Cinq jours après la levée de son immunité parlementaire qu’il a contestée, le député a rendez-vous avec le magistrat instructeur Mamadou Seck, pour être entendu pour la première fois sur une affaire qui secoue le pays depuis trois semaines.

Un premier pas vers ‘’la paix et la stabilité du pays’’ dont s’est réjoui Serigne Abdou Mbacké, Khalife de la famille de Serigne Cheikh Khady Mbacké. ‘’J’ai demandé à M. Ousmane Sonko de bien vouloir déférer à la convocation du juge qui souhaite l'entendre ce mercredi 3 mars 2021. Une demande qu'il a acceptée au nom de l'immense respect qu'il me voue, en tant que son guide et ami, mais aussi au nom de son profond attachement à la paix’’, a révélé hier le guide religieux dans une note. Une entreprise, de concert avec ‘’plusieurs personnalités politiques, de la société civile, mais aussi de différentes obédiences religieuses du pays’’.

Cette décision représente un revirement conséquent dans la stratégie de riposte de l’honorable député. A la veille de la levée de son immunité parlementaire, vendredi dernier, Ousmane Sonko, dans une déclaration publique, avait opté pour faire face, de manière radicale, aux ‘’vices de procédure’’ dans le traitement de ce dossier. Ceci, en usant ‘’d’un droit constitutionnel de résister à l’oppression’’. Ainsi, annonçait-il, son intention de refuser à toute convocation qui ne respecte pas les procédures et de récuser le magistrat instructeur en charge du dossier, le juge du 8e cabinet, Mamadou Seck.

Et des constats allant en ce sens, il en fait. De la lettre du procureur de la République à la plénière menant à la levée de son immunité.
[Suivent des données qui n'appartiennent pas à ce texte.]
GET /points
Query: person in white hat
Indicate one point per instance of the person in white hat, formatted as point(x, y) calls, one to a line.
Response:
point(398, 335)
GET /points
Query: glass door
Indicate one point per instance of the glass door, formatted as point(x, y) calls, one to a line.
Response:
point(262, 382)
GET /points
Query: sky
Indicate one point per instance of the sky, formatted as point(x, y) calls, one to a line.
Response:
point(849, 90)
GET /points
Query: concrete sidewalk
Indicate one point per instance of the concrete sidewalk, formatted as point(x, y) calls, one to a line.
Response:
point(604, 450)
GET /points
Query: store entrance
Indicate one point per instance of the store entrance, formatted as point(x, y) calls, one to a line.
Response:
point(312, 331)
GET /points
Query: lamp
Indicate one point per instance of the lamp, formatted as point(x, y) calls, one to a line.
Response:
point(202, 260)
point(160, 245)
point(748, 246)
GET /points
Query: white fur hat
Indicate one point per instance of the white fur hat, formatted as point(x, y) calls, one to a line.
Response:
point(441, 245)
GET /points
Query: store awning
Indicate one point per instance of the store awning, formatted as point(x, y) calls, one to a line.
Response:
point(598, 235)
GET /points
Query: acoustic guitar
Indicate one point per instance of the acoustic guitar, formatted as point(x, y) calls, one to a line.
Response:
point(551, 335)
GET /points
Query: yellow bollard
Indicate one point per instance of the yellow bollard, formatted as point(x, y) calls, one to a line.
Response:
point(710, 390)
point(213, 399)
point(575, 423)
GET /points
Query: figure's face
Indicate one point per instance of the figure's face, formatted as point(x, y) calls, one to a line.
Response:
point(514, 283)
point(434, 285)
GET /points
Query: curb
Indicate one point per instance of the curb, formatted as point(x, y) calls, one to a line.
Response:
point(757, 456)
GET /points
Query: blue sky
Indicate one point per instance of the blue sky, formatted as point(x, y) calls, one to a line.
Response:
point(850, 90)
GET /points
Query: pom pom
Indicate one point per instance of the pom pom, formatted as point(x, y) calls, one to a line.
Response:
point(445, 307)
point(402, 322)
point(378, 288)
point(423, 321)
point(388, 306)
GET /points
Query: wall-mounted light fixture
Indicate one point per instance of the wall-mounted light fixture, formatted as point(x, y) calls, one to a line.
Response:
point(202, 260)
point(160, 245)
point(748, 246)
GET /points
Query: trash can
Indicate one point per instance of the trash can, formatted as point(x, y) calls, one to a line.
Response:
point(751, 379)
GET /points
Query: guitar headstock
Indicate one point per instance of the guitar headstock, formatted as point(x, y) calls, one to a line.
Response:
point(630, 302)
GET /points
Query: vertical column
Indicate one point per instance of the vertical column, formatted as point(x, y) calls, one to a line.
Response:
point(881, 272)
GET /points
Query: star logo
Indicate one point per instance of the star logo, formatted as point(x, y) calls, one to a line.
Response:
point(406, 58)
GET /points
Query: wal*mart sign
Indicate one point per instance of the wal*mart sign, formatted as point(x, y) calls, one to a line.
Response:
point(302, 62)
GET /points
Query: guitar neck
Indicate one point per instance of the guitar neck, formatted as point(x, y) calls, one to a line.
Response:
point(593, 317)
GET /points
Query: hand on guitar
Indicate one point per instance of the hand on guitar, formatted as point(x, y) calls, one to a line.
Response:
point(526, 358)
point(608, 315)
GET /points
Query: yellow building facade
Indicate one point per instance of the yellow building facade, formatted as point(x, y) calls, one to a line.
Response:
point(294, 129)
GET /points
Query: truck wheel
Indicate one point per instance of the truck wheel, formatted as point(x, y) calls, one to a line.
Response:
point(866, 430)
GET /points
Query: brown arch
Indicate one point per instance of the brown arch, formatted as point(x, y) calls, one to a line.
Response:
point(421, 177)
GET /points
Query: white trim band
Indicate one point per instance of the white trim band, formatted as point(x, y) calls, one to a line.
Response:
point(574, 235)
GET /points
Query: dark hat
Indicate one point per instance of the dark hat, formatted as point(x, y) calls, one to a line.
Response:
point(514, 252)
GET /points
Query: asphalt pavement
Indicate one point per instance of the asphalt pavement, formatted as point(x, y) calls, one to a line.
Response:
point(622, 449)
Déjà, la première convocation du leader de Pastef à la Section de recherches, le lundi 8 février 2021, avait provoqué des heurts entre la police et beaucoup de jeunes venus lui apporter leur soutien à son domicile. Depuis lors, la tension est allée crescendo, jusqu’à cette première audition. La maison d’Ousmane Sonko est quadrillée par des éléments des forces de l’ordre. Du matériel d’espionnage a été retrouvé dans une voiture stationnée dans les alentours.  

Le parti du principal opposant au pouvoir est aussi victime d’une série d’arrestations de responsables et de militants. En même temps, des activistes et manifestants pour la préservation de l’Etat de droit ont été arrêtés et sont toujours, pour la plupart, en détention. Rien qu’à Pastef, l’on dénonce près de 80 ‘’otages politiques’’ en détention. En même temps, des maisons appartenant à de hauts responsables ont été attaqués par des individus non identifiés. Toute cette tension a fini de plonger le pays dans une incertitude qui a déclenché des médiations religieuses et de membres de la société civile.   
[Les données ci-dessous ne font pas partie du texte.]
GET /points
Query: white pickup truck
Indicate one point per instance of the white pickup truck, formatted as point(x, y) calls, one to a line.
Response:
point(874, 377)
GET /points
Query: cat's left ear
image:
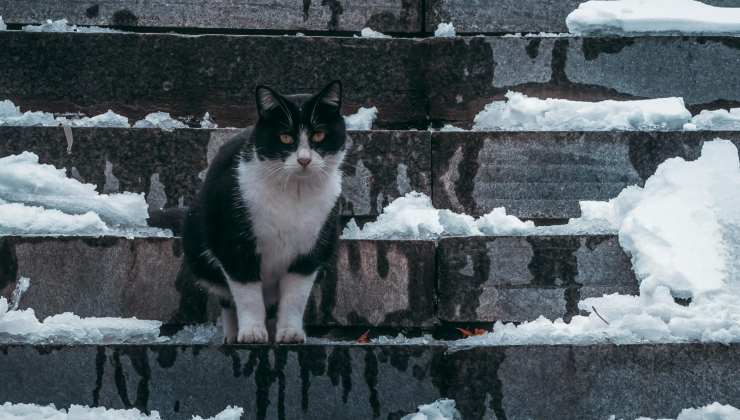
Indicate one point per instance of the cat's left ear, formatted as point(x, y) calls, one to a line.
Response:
point(331, 95)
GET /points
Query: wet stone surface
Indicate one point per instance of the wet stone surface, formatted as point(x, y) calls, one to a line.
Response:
point(544, 175)
point(169, 166)
point(521, 278)
point(309, 15)
point(350, 381)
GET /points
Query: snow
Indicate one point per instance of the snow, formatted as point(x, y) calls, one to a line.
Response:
point(62, 25)
point(521, 112)
point(682, 230)
point(11, 411)
point(445, 30)
point(362, 119)
point(161, 120)
point(370, 33)
point(414, 217)
point(623, 17)
point(442, 409)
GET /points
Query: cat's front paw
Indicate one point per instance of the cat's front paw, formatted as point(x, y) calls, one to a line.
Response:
point(288, 335)
point(254, 333)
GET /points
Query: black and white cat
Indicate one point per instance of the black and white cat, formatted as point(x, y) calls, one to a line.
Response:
point(265, 222)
C’est pourquoi, ‘’en mon nom propre et en ceux de toutes les autorités religieuses du pays, de la société civile, mais également des acteurs politiques impliqués dans cette médiation, je saisis cette occasion pour remercier vivement M. Ousmane Sonko’’, témoigne Serigne Abdou Mbacké qui lui renouvelle son soutien, pour ce ‘’sacrifice’’ dans le seul intérêt de la patrie.

Le conseil des avocats de Sonko

Cette position a également été celle des avocats du leader de Pastef. Dans un communiqué lu devant la presse par Me Mouhamadou Bamba Cissé, lui et ses neuf autres collègues ont annoncé, après concertations, avoir conseillé à leur client de déférer à la convocation d’aujourd’hui, devant le juge d’instruction du 8e cabinet du tribunal de grande instance hors classe de Dakar.

Le collectif, composé de Me Massokhna Kane, Me Ciré Clédor Ly, Me Cheikh Khoureychi Ba, Me Demba Ciré Bathily, Me Youssoufa Kamara, Me Joseph Etienne Dione, Me Ousseynou Ngom, Me Ndoumbé Wane, Me Djiby Diagne et Me Mouhamadou Bamba Cissé, se dit soucieux ‘’d’empêcher que le refus de déférer à la convocation ne soit le prétexte à des provocations dont le but serait de lui imputer de nouvelles infractions’’.

Les conseils se disent conscients de la légèreté des accusations portées à l’encontre de leur client, nonobstant des violations de la loi et vices qui ont affecté la procédure et dont ils entendent tirer toutes les conséquences de droit.